The popularity of every Star Wars and Star Trek spin-off imaginable on TV streaming services shows how much Americans remain intrigued by the possibility “to boldly go where no man has gone before.” But 53 years after Neil Armstrong first set foot on the moon, our excitement waxes and wanes with the ups and downs of real-world space exploration orchestrated by NASA.

Engineers and technicians assemble the James Webb Space Telescope on Nov. 2, 2016, at NASA’s Goddard Space Flight Center in Greenbelt, Md. Earlier this month, NASA released the first batch of images from the telescope, photographs that widely impressed viewers. Alex Wong/Getty Images/TNS

Consider a spate of recent news stories which have alternately grabbed brief snatches of our attention or been mostly greeted by yawns.

Earlier this month, NASA released the first batch of images from the James Webb Space Telescope, photographs that widely impressed viewers (although there were more than a few who compared the latest views of these celestial bodies to upholstery swaths). The price tag for those photos? Close to $11 billion and counting, and Americans are split over whether it was money well spent. In a recent poll, 60 percent of respondents said the telescope was a good investment, while about 40 percent were either unsure or thought it wasn’t worth it.

The possibility that aliens might have dumped junk on the moon raised eyebrows last month when NASA released photographs of an unusual double crater left behind by something that had smashed into the far side of the moon in March. The ho-hums came when it was later explained that the craters most likely were created by part of a Chinese rocket launched in 2014. It eventually fell from space and crashed on the moon instead of burning up in the Earth’s atmosphere as planned. China denies this. But does China ever admit a mistake?

Barely making the news was the June 28 launch of a spacecraft called CAPSTONE that was built by several NASA contractors and is operated by a private company, Advanced Space. After a four-month journey, CAPSTONE will orbit the moon for six months gathering information useful to future moon missions. The $30 million project reminds us that even with the private sector doing more and more of what NASA used to do on its own, space exploration still isn’t cheap.

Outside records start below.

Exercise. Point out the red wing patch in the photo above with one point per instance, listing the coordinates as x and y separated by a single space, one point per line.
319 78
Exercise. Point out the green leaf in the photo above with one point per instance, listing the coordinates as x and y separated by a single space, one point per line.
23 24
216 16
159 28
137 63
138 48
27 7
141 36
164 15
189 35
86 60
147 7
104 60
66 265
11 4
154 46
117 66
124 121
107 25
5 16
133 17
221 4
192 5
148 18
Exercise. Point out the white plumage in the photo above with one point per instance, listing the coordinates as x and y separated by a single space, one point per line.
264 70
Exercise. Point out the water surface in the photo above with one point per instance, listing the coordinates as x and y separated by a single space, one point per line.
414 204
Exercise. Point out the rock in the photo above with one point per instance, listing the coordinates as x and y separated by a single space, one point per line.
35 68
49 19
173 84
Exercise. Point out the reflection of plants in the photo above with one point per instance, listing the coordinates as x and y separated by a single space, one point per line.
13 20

The Trump administration commanded NASA to return to the moon by 2024, but a number of funding and development delays have made that goal fluid. SpaceX, owned by Tesla founder Elon Musk, won the $2.9 billion contract to develop the Artemis lunar landing system that NASA hopes will put humans on the moon for the first time since 1972. The space agency has defended Artemis’ cost, saying the lunar landers it built for the Apollo program would cost $23 billion each in today’s dollars.

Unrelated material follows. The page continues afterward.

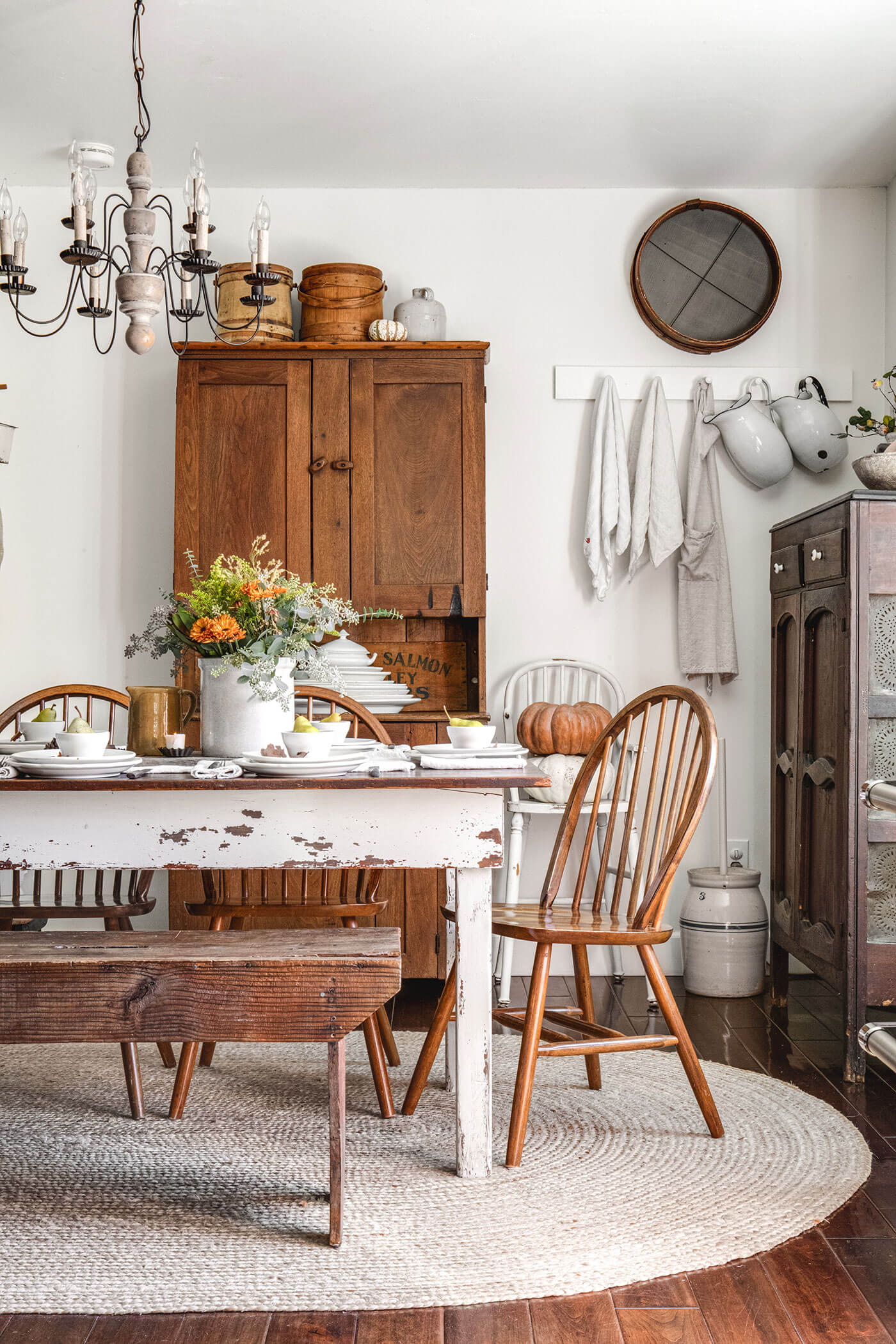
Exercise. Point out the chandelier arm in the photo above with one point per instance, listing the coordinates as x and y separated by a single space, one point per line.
62 315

NASA contractors are also building separate units of a lunar space station that it’s calling Gateway. It will have docking ports for visiting spacecraft and areas for crews to live and work. The space agency is paying companies Northrop Grumman $935 million to build Gateway’s living area and Maxar $375 million to build its propulsion unit. However, some estimates say almost $4 billion may be spent on Gateway before the project is finished.

Whether that kind of money stays with NASA or is beamed to Musk’s SpaceX or Jeff Bezos’ Blue Horizon, taxpayers footing the bill should continue asking if manned space exploration is still too expensive. NASA has many missions in which the only human involvement is by long distance from Earth. Should it continue paying steep prices to send humans when expendable machines could travel for much less? In most cases, automated probes and other calibrated machines might do the job.

The moon has not been a manned space flight destination for 50 years because the expense of a return didn’t seem worth it. Even now, renewed interest in the moon is based on using it as a base to send humans to Mars. The red planet has become the bauble dangled before Congress each year to entice NASA’s budget approvals. Stretching its spending across more years doesn’t mean space exploration would end. It might take more time but, as Einstein explained, time is relative.